Non, non, ne rions pas trop. Le théâtre des siècles de Louis XIV et de Louis XV, s'il avait ses défauts, avait aussi de grandes qualités. On y sifflait les mauvaises pièces, on y applaudissait les bonnes. Aujourd'hui on rit trop souvent de sottises indécentes et platement ridicules. Si on mettait en parallèle les qualités de l'ancienne scène française et ses défectuosités avec les vertus et les vices de la nôtre, il est fort probable que cette dernière n'aurait pas l'avantage aux yeux de la morale, de l'esprit et du bon goût.

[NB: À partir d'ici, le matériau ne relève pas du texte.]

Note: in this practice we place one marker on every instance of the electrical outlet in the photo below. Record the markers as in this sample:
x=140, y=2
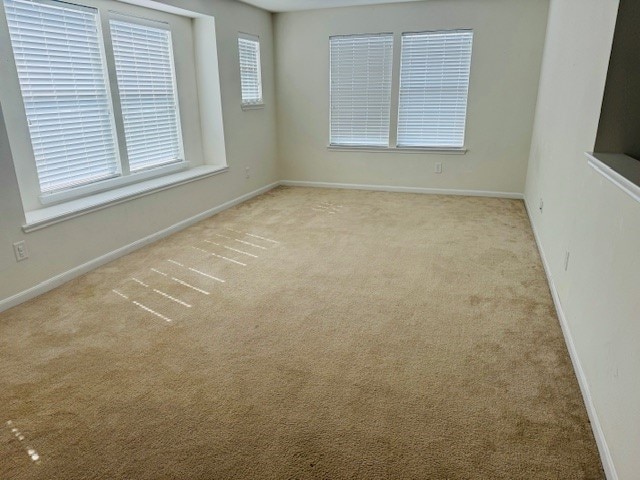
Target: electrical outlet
x=20, y=251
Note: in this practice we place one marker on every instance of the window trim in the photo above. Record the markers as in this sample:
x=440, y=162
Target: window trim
x=119, y=119
x=33, y=200
x=258, y=104
x=393, y=146
x=403, y=35
x=391, y=91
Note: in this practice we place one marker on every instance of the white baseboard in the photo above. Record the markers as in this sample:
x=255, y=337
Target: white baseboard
x=601, y=441
x=389, y=188
x=64, y=277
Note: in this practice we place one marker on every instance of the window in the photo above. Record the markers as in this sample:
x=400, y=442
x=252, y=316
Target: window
x=61, y=63
x=250, y=71
x=434, y=82
x=360, y=87
x=61, y=72
x=432, y=94
x=147, y=86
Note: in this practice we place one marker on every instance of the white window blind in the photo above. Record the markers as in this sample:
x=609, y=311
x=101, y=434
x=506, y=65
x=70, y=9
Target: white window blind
x=434, y=83
x=250, y=75
x=60, y=69
x=147, y=86
x=361, y=89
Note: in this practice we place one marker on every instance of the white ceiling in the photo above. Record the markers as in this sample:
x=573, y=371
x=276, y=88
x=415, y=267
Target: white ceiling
x=291, y=5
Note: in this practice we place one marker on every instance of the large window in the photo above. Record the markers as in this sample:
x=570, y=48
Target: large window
x=60, y=66
x=431, y=97
x=147, y=87
x=361, y=89
x=61, y=60
x=434, y=81
x=250, y=70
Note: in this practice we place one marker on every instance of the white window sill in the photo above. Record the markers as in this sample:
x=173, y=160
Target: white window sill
x=44, y=217
x=422, y=150
x=620, y=169
x=252, y=106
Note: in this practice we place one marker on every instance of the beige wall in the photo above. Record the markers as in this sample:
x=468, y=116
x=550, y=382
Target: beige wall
x=507, y=50
x=591, y=218
x=63, y=246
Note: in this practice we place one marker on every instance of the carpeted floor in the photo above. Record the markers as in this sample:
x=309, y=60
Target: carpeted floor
x=304, y=334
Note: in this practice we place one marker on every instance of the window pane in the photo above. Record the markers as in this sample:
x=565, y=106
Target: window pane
x=434, y=82
x=146, y=81
x=361, y=89
x=60, y=69
x=250, y=76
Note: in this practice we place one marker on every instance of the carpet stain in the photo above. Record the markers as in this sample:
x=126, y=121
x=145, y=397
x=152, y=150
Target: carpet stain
x=342, y=335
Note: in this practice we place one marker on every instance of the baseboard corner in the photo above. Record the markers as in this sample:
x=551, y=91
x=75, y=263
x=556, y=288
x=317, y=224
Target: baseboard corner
x=398, y=189
x=596, y=427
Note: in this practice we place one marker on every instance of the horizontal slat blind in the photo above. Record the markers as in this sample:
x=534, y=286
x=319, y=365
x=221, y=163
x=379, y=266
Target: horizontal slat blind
x=434, y=83
x=361, y=89
x=59, y=61
x=146, y=82
x=250, y=76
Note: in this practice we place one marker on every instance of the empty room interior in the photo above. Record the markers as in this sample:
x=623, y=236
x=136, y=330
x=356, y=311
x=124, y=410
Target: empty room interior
x=319, y=239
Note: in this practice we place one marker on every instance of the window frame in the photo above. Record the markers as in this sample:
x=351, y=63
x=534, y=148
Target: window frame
x=259, y=103
x=120, y=17
x=33, y=197
x=389, y=107
x=403, y=35
x=395, y=103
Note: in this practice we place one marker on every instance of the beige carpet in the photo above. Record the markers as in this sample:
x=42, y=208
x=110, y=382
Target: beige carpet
x=354, y=335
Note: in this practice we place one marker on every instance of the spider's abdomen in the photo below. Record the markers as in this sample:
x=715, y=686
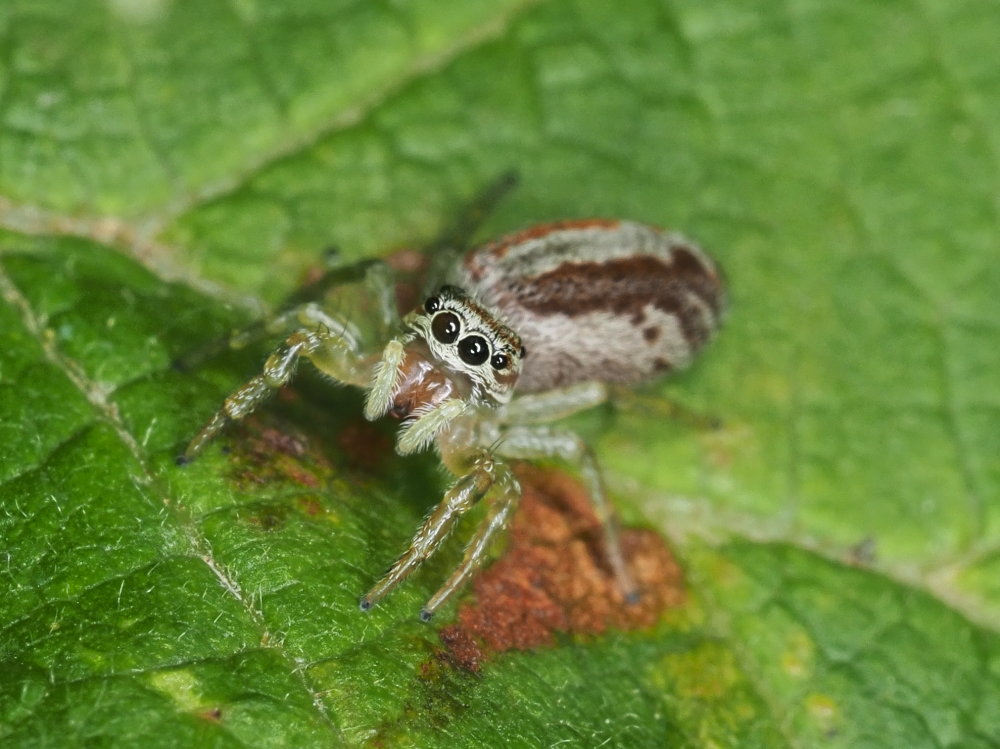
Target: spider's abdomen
x=614, y=301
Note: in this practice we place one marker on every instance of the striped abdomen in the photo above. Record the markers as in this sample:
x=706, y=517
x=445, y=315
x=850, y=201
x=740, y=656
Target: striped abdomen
x=615, y=301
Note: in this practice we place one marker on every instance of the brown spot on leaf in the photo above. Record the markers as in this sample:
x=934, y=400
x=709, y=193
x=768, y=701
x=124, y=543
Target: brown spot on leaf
x=462, y=648
x=364, y=445
x=554, y=576
x=267, y=454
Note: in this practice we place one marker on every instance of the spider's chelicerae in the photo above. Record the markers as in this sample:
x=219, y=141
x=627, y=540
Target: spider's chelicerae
x=526, y=330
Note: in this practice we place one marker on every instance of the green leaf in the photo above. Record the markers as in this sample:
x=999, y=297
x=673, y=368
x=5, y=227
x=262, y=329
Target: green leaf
x=827, y=475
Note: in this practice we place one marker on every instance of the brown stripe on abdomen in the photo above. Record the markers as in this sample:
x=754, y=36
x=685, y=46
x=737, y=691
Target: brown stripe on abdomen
x=682, y=286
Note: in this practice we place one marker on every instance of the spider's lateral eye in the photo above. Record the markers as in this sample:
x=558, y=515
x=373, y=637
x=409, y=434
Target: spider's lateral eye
x=446, y=327
x=473, y=350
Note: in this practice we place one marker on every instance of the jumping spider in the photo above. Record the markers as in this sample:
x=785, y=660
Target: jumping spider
x=555, y=314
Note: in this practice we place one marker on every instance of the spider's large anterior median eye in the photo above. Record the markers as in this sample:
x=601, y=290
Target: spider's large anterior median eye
x=474, y=350
x=446, y=327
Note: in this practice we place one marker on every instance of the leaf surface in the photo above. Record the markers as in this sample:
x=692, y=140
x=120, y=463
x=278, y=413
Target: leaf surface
x=827, y=474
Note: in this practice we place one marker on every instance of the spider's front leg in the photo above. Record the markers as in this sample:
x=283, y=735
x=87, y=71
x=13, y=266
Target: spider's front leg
x=486, y=476
x=329, y=341
x=332, y=353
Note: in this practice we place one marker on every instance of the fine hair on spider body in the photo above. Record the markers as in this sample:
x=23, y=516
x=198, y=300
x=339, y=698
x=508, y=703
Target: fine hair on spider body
x=525, y=330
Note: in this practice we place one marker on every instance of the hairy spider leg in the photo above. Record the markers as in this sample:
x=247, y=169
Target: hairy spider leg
x=330, y=352
x=485, y=472
x=304, y=309
x=331, y=343
x=507, y=494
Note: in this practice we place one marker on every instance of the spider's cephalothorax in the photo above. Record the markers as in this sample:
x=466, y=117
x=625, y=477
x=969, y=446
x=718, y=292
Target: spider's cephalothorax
x=557, y=312
x=455, y=354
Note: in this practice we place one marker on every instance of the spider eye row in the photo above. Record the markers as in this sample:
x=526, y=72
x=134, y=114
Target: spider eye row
x=472, y=349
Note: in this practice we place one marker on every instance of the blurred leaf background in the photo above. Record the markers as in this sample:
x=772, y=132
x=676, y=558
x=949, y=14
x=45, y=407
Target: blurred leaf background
x=169, y=169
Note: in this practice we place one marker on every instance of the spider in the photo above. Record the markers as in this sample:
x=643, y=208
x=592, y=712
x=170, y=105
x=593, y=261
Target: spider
x=525, y=330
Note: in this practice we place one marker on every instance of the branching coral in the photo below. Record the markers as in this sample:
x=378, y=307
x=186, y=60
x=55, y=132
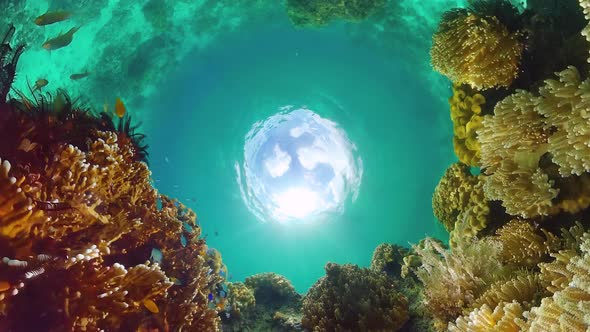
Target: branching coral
x=466, y=116
x=321, y=12
x=533, y=149
x=476, y=50
x=454, y=280
x=350, y=298
x=240, y=298
x=78, y=221
x=459, y=202
x=568, y=308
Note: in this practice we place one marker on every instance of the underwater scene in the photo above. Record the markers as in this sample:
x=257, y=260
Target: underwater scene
x=294, y=165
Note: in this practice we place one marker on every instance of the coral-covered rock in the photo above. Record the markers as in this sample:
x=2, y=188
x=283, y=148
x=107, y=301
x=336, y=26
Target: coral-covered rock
x=350, y=298
x=476, y=50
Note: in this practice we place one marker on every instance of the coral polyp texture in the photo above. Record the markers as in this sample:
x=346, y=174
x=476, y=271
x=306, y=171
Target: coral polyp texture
x=78, y=221
x=317, y=13
x=350, y=298
x=475, y=50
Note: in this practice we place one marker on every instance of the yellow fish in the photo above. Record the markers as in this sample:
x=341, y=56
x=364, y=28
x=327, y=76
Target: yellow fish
x=40, y=83
x=52, y=17
x=151, y=306
x=120, y=109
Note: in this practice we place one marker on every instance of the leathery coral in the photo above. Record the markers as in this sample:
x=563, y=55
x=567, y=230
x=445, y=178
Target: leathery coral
x=533, y=149
x=350, y=298
x=78, y=221
x=466, y=107
x=479, y=51
x=459, y=203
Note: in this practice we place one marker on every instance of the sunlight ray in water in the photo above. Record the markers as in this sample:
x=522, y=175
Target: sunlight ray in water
x=298, y=166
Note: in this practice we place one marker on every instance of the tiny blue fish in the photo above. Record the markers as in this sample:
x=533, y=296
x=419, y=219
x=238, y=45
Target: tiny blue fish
x=156, y=255
x=159, y=203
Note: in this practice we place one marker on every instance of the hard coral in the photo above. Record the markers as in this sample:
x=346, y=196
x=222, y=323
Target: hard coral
x=350, y=298
x=534, y=149
x=476, y=50
x=388, y=258
x=459, y=203
x=78, y=220
x=320, y=12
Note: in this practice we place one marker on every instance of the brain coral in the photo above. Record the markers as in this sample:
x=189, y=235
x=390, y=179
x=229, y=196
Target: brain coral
x=479, y=51
x=350, y=298
x=321, y=12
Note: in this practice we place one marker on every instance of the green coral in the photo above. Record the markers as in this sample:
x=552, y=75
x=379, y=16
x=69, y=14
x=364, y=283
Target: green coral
x=350, y=298
x=388, y=258
x=317, y=13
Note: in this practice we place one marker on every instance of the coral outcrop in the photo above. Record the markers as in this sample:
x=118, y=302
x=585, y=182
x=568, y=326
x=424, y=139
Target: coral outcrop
x=476, y=50
x=79, y=220
x=350, y=298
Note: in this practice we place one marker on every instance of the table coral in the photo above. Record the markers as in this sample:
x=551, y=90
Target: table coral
x=350, y=298
x=476, y=50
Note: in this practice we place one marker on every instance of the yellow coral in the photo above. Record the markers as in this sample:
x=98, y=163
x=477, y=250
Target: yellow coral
x=523, y=245
x=501, y=319
x=459, y=201
x=568, y=308
x=479, y=51
x=465, y=113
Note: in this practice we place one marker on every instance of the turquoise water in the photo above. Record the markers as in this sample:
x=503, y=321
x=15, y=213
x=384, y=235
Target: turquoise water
x=199, y=118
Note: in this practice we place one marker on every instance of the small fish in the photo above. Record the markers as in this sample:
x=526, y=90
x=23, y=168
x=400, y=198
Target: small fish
x=4, y=286
x=60, y=41
x=156, y=255
x=120, y=109
x=76, y=77
x=151, y=306
x=52, y=17
x=40, y=83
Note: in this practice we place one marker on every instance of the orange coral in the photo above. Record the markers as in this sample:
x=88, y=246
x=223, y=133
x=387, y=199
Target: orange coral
x=479, y=51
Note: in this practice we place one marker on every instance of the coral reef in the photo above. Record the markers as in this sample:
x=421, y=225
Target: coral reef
x=350, y=298
x=79, y=218
x=388, y=258
x=317, y=13
x=476, y=50
x=459, y=203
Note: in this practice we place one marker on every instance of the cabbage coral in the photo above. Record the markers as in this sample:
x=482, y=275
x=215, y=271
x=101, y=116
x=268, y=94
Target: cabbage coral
x=321, y=12
x=350, y=298
x=476, y=50
x=78, y=221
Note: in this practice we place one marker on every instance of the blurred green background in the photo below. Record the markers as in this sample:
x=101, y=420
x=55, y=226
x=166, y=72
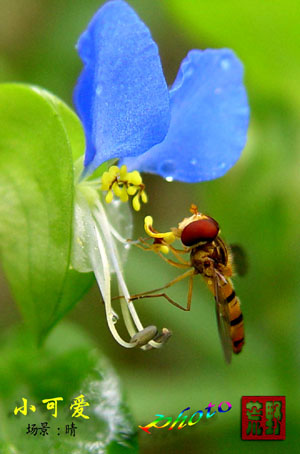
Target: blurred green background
x=256, y=203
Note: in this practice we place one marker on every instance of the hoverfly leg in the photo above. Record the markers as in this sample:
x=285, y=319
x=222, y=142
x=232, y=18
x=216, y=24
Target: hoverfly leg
x=152, y=294
x=173, y=263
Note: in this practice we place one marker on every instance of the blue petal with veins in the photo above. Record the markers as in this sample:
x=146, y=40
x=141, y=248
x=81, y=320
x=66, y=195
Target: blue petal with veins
x=121, y=96
x=209, y=120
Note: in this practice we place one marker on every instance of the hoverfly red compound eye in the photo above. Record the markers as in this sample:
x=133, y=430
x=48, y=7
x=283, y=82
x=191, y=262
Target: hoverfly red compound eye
x=201, y=230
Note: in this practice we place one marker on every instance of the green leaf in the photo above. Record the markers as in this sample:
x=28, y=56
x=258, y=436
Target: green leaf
x=36, y=203
x=67, y=366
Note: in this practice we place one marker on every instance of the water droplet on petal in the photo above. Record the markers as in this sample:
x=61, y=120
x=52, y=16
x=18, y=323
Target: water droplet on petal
x=168, y=169
x=115, y=318
x=99, y=90
x=225, y=64
x=189, y=72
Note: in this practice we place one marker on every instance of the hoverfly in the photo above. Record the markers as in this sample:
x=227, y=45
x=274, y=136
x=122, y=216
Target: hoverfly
x=212, y=259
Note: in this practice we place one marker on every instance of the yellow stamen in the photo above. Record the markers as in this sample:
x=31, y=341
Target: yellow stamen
x=169, y=237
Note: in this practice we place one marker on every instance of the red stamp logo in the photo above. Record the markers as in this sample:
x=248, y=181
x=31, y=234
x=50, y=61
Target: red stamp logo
x=263, y=418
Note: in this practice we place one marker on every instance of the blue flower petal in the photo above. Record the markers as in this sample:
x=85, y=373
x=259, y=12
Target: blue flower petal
x=209, y=120
x=121, y=95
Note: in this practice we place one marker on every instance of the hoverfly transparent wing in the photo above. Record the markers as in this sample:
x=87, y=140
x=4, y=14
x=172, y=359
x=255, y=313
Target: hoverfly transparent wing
x=223, y=317
x=240, y=261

Après la révolution du costume théâtral, il restait encore à opérer un changement plus important peut-être, celui de la liberté de la scène, si longtemps désirée, demandée, réclamée par les auteurs et les acteurs. On ne put l'obtenir qu'en 1760; jusqu'à cette année, la partie du théâtre qui forme la scène sur laquelle agissent les acteurs, était encombrée par les bancs où de grands personnages, les élégants, les lions de l'époque venaient prendre place, nuisant au jeu des machines et des artistes, détruisant toute illusion, et mêlant souvent leurs réflexions aux paroles de la pièce. Qu'on se figure les conversations des avant-scènes d'aujourd'hui ayant lieu sur le théâtre même, à côté ou derrière les acteurs, tandis que ces derniers disent leur rôle, et on aura une idée de l'espèce de cacophonie qui devait régner sur la scène. Ces places, très-recherchées dans le grand monde d'alors, se payaient fort cher, et c'était un revenu important pour la troupe; cependant la Comédie-Française renonça volontiers au produit considérable qui en résultait pour elle afin de détruire cet abus.